Advisory versus Mandatory Locking

Mandatory locking causes the kernel to check every open, read, and write to verify that the calling process isn’t violating a lock on the file being accessed. Mandatory locking is sometimes called enforcement-mode locking.

I/O multiplexing

What if we have to read from two descriptors?

Nonblocking I/O = Polling + Async + Multiplexing

Problems of asynchronous I/O:

  1. Portability can be an issue
  2. the limited forms use only one signal per process (SIGPOLL or SIGIO).
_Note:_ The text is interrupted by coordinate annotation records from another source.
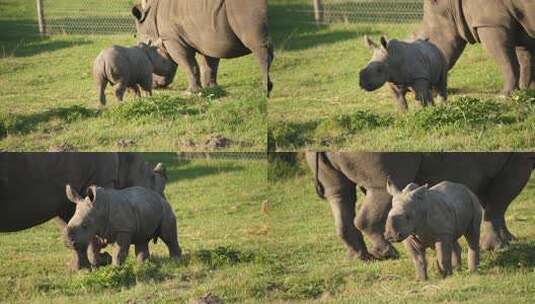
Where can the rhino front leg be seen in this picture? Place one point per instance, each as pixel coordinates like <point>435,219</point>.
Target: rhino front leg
<point>444,250</point>
<point>264,56</point>
<point>123,244</point>
<point>417,254</point>
<point>498,42</point>
<point>422,88</point>
<point>399,96</point>
<point>142,252</point>
<point>185,57</point>
<point>209,67</point>
<point>371,220</point>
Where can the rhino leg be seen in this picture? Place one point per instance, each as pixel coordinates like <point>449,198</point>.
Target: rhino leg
<point>123,244</point>
<point>264,56</point>
<point>498,42</point>
<point>371,220</point>
<point>120,89</point>
<point>496,199</point>
<point>527,67</point>
<point>209,67</point>
<point>399,95</point>
<point>423,92</point>
<point>142,251</point>
<point>444,250</point>
<point>185,58</point>
<point>456,261</point>
<point>169,236</point>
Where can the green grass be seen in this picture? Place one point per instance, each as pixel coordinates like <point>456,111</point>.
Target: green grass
<point>48,98</point>
<point>319,105</point>
<point>221,231</point>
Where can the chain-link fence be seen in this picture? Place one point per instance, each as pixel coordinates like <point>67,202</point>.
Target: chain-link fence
<point>371,10</point>
<point>89,16</point>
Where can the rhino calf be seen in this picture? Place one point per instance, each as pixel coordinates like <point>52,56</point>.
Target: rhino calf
<point>132,215</point>
<point>416,66</point>
<point>436,217</point>
<point>130,68</point>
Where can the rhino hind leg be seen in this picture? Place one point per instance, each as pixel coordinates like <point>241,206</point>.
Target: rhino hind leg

Principles of I/O multiplexing: build a list of the descriptors that we are interested in, and call a function that doesn’t return until one of the descriptors is ready for I/O. Three functions poll, pselect, and select allow us to perform I/O multiplexing

For their usage, see man.

Asynchronous I/O


  1. three sources of errors for every asynchronous operation: one associated with the submission of the operation, one associated with the result of the operation itself, and one associated with the functions used to determine the status of the asynchronous operations.
  2. extra setup and processing rules
  3. Recovering from errors can be difficult.

POSIX Async I/O Interface

struct aiocb {
  int             aio_fildes;       /* file descriptor */
  off_t           aio_offset;       /* file offset for I/O */
  volatile void  *aio_buf;          /* buffer for I/O */
  size_t          aio_nbytes;       /* number of bytes to transfer */
  int             aio_reqprio;      /* priority */
  struct sigevent aio_sigevent;     /* signal information */
  int             aio_lio_opcode;   /* operation for list I/O */

readv and writev functions

The readv and writev functions let us read into and write from multiple noncontiguous buffers in a single function call. These operations are called scatter read and gather write.
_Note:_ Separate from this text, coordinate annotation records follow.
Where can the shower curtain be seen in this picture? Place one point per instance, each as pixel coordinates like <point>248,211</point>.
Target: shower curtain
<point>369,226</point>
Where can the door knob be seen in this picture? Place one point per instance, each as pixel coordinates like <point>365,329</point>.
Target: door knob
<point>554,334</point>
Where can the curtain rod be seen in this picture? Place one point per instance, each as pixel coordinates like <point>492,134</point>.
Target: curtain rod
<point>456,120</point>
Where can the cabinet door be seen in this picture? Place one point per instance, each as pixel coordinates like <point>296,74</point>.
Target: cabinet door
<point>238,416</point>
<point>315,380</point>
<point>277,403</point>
readn and writen Functions

Pipes, FIFOs, and some devices like terminals and networks, have the following two properties:

  1. A read operation may return less than wanted. We should simply continue
  2. A write operation may write less than wanted. We should continue to write from the remainder.
#include "apue.h"
ssize_t readn(int fd, void *buf, size_t nbytes);
ssize_t writen(int fd, void *buf, size_t nbytes);

These two functions will keep read/write until the nbytes of amount is satisfied.

Memory-Mapped I/O

Memory-mapped I/O lets us map a file on disk into a buffer in memory so that, when we fetch bytes from the buffer, the corresponding bytes of the file are read. And same for writing.

void *mmap(void *addr, size_t len, int prot, int flag, int fd, off_t off );

Here, the addr is starting address in memory. fd is the file to be mapped. len is the number of bytes to map. And the off is the starting offset in the field of the bytes to map. The prot specifies the protection of the mapped region, like read-only or executable et cetera. The mapped memory is somewhere between the heap and the stack. The flag argument affects various attributes of the mapped region, such as:

  • MAP_SHARED: The store operations modify the mapped file.
  • MAP_PRIVATE: A private copy will be created in case of store operations.

A memory-mapped region is inherited by a child across a fork (since it’s part of the parent’s address space), but for the same reason, is not inherited by the new program across an exec.

Exactly when the data is written to the file depends on the system’s page management algorithms. Some systems have daemons that write dirty pages to disk slowly over time. If we want to ensure that the data is safely written to the file, we need to call msync with the MS_SYNC flag before exiting.